Hope brightens for improved fuel supply amidst threats

Fuel scarcity worsens
Fuel scarcity worsens

13 July 2015, Lagos – Amidst lingering fuel supply dislocations and strike threats there are indications that Nigerian National Petroleum Corporation (NNPC) and a few oil marketers have stepped up importation of the products. About 37 ships most of them laden with petroleum products are expected to arrive Nigerian ports between last weekend and July 25, 2015, according to Nigerian Ports Authority (NPA).

The development is not unconnected to a recent meeting between officials of the oil marketers’ association on one had and the NNPC, the ministry of petroleum resources and finance ministry on the other hand.

The meeting was called by petroleum ministry to broker a deal that would enable uninterrupted supply of the products especially the premium motor spirit (PMS) popularly called fuel, to starve off scarcity and head off any embarrassment to the new government of Mohammadu Buhari, a move one of the oil marketers said was primarily for the effected government officials in the ministries and NNPC to protect their jobs.

there was indication that NNPC was running out of its own supply as the available stock was less than two weeks consumption volume amidst difficulty in financing adequate stocking.

The oil marketers under the umbrella body of Major Oil Marketers Association of Nigeria (MOMAN) and Independent Marketers Association of Nigeria had back-pedalled from importing and supplying the market because of disagreement with the government of ex- president Goodluck Jonathan in its last two weeks in office over the actual subsidy amount owed the marketers by the government.

The amount in dispute was N160 billion, as the then finance minister, Dr. Ngozi Okonjo-Iweala had paid only N130 billion out of N290 billion claims by the oil marketers.

Okonjo-Iweala had argued that she could only confirm the principal subsidy amount of N130 billion while the balance N160 billion being the back claims on interest charges on loans obtained by the oil marketeers for the imports as well as the foreign exchange differentials cannot be substantiated immediately, a conclusion that made her set up a committee to verify the claims. The committee did not finish its assignment before the government expired on May 28, 2015.

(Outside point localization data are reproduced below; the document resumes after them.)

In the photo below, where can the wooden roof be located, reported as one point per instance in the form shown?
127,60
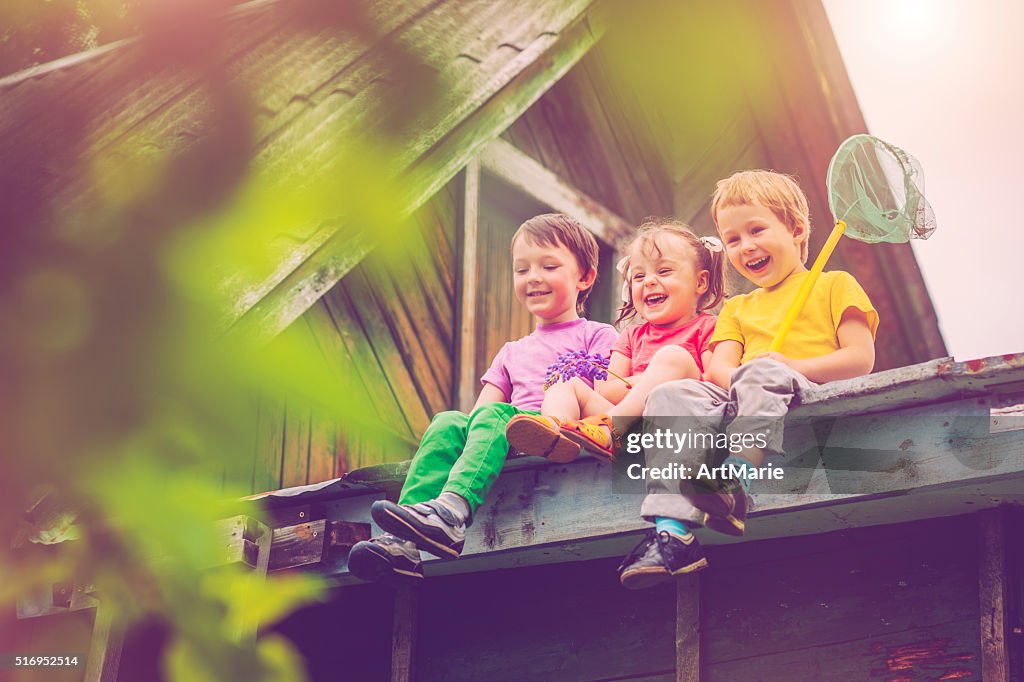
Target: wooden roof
308,80
946,439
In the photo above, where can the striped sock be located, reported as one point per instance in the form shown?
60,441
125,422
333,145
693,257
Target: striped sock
672,525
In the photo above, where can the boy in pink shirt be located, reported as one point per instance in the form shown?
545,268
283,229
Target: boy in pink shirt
554,262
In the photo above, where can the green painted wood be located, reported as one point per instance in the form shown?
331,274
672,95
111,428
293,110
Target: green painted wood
347,638
922,653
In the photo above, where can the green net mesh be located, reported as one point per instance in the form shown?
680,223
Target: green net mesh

The marketers had bid their time to allow the new government settle down before going back to ask for their balance but they refused to be involved in further importation and selling of fuel at the subsidized price of N87 per litre unless the outstanding claims are settled, a development which had made the supply of the products become epileptic across the country with NNPC imports struggling to cope with the situation

It was gathered that the committee set up by Okonjo-Iweala had recommended that the claims were genuine and that the government should honour the obligations, a verdict which the recent meeting between the marketers and NNPC/ ministries of petroleum and finance have also agreed to. Indications are that banks have keyed into the new development and have started advancing loans to marketers to finance fresh imports of petroleum products.

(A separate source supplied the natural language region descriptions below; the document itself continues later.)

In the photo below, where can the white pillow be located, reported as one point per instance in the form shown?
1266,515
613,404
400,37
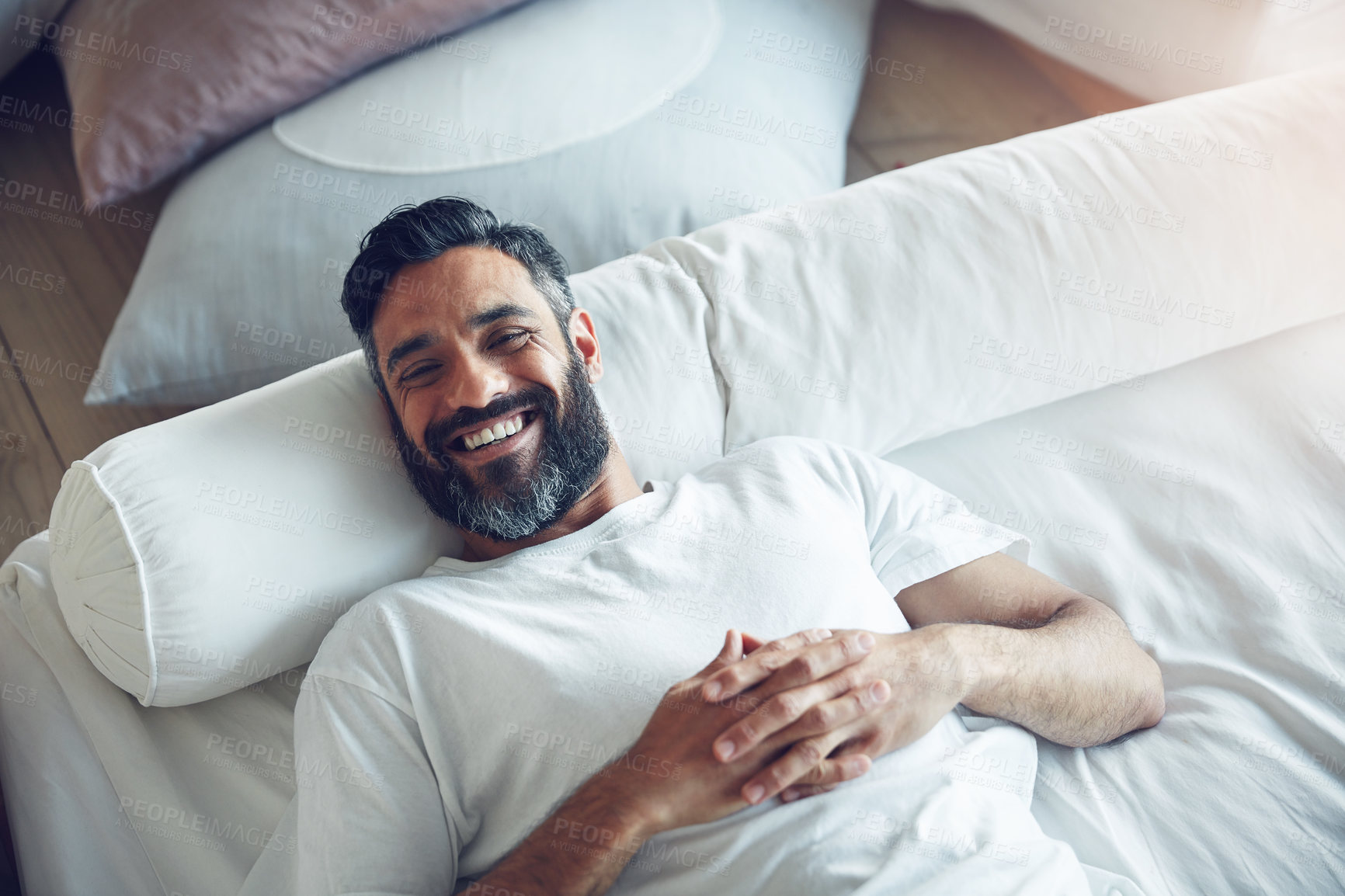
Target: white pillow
26,25
880,290
238,286
988,282
1159,50
203,554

Meanwhile, the Department of Petroleum Resources (DPR) has claimed that the country’s long running intermittent fuel scarcities are artificial, and the handiwork of unscrupulous oil marketers and depot owners. These groups, according to them are hoarding to create artificial scarcity and then selling petrol at N95 per litre, instead of the approved ex-depot price of N77.66, despite getting supplies from the NNPC and also enjoying Petroleum Support Fund (PSF) subsidy.

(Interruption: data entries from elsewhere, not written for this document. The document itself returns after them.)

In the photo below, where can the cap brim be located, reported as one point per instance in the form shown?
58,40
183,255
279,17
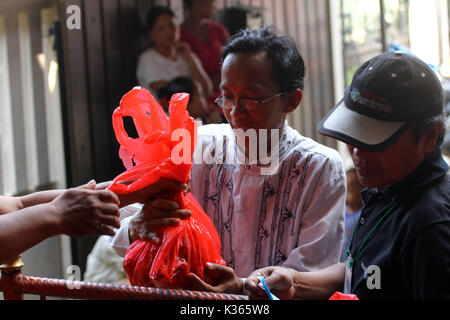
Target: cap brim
359,130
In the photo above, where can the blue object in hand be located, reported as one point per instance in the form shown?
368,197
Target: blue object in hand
266,288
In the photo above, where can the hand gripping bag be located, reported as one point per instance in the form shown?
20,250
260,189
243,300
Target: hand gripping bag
182,249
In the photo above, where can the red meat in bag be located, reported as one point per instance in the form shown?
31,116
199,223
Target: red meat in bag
182,249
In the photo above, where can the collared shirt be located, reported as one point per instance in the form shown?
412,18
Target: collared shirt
408,254
293,217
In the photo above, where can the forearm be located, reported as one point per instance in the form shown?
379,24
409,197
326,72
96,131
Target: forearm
319,285
25,228
39,198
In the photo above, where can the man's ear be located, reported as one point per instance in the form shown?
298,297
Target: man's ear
293,100
430,138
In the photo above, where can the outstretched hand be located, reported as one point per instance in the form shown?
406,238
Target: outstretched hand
279,280
84,211
146,194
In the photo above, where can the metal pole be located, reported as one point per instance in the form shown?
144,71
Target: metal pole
383,26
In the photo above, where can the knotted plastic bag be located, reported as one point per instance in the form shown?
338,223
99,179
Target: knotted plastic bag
157,153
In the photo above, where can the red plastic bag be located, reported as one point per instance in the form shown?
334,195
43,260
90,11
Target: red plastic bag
342,296
182,249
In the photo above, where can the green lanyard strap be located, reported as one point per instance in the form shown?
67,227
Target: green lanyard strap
350,264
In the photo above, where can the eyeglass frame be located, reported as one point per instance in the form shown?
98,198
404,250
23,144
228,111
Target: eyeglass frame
220,101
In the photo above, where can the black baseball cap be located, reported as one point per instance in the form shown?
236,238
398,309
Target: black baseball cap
387,94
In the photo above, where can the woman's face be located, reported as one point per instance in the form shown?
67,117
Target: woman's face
164,32
203,8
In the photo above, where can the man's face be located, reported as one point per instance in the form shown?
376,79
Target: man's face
249,76
384,168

The oil and gas regulatory agency says the marketers are making double gains as they are paid subsidy from the PSF and yet they still arbitrarily increase the ex-depot price of petrol.
DPR therefore warns that the licences of offenders would be withdrawn henceforth if they do not desist from such practices, saying the actions of the depot owners who charge a premium of over N17.34 on a litre of petrol, over the officially approved price amounts to defrauding government and the public, since they all get the subsidy for the products they bring into the country.